L’entrainement des pigeons : une équipe gagnante.
Leurs travaux ont consisté à entrainer des groupes de pigeons afin qu’ils deviennent capables de détecter les cellules cancéreuses sur des images de biopsies. Ces exercices sont essentiellement basés sur leurs aptitudes visuelles bien supérieures à celle de l’Homme.

Cette capacité n’est pas surprenante lorsque l’on regarde ce qu’il se passe à l’intérieur de leurs yeux : la perception des couleurs est possible grâce aux cônes qui sont des photorécepteurs oculaires. L’homme en possède 3 types différents qui nous permettent de visualiser les 3 couleurs primaires (cyan, jaune, magenta). Ces oiseaux possèdent en plus de ces 3 cônes, un quatrième type de photorécepteur. Celui-ci leur donne en plus la capacité de distinguer les couleurs de très faible longueur d’onde (370 nm) appelées ultraviolets. Ainsi ils peuvent facilement différencier deux objets qui nous paraissent de couleur identique. On dit qu’ils sont tétrachromates. Cela justifie l’utilisation des pigeons comme alternative face à la formation de techniciens médicaux plus coûteuse en termes de temps et d’argent que l’élevage animal.

Ainsi, chaque jour, les oiseaux du laboratoire étaient répartis dans des cohortes bien définies. Selon la répartition, chaque pigeon devait s’entrainer face à des clichés normaux, ou à des images en noir et blanc, soumis à un taux de luminosité variable en fonction du groupe. Ils étaient placés dans une boite de Skinner disposant d’un distributeur de nourriture et d’un écran tactile au centre de la boite, sur lequel les pigeons pouvaient voir défiler des diapositives de représentations microscopiques de coupes histopathologiques, issues de biopsies de tissu mammaire.
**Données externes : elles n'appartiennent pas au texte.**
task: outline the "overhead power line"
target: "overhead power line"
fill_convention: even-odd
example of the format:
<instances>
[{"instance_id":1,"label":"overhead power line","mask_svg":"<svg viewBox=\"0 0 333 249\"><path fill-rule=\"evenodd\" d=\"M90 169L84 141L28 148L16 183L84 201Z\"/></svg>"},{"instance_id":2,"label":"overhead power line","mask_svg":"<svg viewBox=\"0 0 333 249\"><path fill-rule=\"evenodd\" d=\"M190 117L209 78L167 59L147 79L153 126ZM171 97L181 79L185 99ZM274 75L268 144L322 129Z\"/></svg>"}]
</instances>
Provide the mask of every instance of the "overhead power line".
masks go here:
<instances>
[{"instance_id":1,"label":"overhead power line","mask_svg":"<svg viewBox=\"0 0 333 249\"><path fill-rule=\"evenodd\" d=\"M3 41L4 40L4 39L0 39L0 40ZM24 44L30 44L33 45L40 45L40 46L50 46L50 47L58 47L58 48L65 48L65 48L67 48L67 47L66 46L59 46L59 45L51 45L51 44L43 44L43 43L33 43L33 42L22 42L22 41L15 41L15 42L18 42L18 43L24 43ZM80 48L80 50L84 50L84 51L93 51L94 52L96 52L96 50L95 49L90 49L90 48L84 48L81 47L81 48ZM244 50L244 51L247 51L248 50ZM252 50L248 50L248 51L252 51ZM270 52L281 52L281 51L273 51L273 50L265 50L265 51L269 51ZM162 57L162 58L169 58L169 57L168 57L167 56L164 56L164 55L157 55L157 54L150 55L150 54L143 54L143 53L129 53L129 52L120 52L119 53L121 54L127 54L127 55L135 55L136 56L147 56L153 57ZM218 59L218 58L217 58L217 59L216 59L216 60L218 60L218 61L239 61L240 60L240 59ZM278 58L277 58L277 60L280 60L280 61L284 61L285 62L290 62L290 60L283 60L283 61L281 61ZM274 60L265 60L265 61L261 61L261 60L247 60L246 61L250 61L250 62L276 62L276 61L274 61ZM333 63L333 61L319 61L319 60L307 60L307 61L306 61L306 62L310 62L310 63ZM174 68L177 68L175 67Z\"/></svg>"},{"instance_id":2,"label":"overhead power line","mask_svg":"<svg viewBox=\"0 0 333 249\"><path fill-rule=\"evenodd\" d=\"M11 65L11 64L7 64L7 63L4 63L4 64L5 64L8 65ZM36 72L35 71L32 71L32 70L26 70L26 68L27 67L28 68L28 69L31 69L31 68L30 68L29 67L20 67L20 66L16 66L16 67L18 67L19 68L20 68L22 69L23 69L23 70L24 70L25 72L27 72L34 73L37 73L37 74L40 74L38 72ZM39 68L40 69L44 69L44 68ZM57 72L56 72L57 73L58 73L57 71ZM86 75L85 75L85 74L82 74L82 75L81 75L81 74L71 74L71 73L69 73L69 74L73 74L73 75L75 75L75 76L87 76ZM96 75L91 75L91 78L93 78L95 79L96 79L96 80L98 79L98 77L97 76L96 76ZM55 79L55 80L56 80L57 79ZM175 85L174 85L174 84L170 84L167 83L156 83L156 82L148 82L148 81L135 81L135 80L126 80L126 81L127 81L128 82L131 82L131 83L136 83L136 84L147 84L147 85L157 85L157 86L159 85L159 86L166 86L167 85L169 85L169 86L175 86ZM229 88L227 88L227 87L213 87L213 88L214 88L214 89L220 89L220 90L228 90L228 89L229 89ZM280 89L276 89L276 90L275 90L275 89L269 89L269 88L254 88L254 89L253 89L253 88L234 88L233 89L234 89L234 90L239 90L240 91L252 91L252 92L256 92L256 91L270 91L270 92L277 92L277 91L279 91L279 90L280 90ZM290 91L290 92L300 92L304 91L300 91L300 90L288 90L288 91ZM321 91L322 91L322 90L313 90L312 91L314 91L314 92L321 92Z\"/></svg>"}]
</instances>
Grâce à un système de boutons situés sur l’écran, le pigeon n’avait plus qu’à choisir avec son bec si le tissu présenté était malin ou bénin. Un genre de Question pour un Champion version pigeon est né Toutefois, l’argent et les encyclopédies intéressant peu les volatiles, ceux-ci sont uniquement récompensés par des friandises en cas de bonne réponse. Motivant non ?

Rassurez-vous, vous n’êtes pas prêt de voir un pigeon en blouse blanche au bord de votre lit d’hôpital. Même si les résultats de cette recherche sont impressionnants, les médecins possèdent tout de même beaucoup plus de succès à l’exercice. Pour les volatiles, leurs scores oscillent la plupart du temps entre 75% et 85% de réponses correctes et varient selon la qualité de l’image projetée (grandissement, rotation, couleur, noir-et-blanc, compression, contraste, etc.) alors que les médecins remportent largement la manche avec un score bien souvent au-dessus de 90%.

Les Animaux aux côtés des médecins, un avenir pour la science ?
Les oiseaux ne sont pas les premiers animaux à mettre les pattes dans les laboratoires puisque des chiens ont également été dressés pour dépister certains types de cancers. Grâce à leur odorat très développé, la simple odeur de l’urine de patient leur permet de déterminer si les individus sont atteints ou non d’un cancer de la prostate. En effet, le cancer possède une signature moléculaire dont les caractéristiques physicochimiques sont ainsi détectables par cet incroyable flair canin.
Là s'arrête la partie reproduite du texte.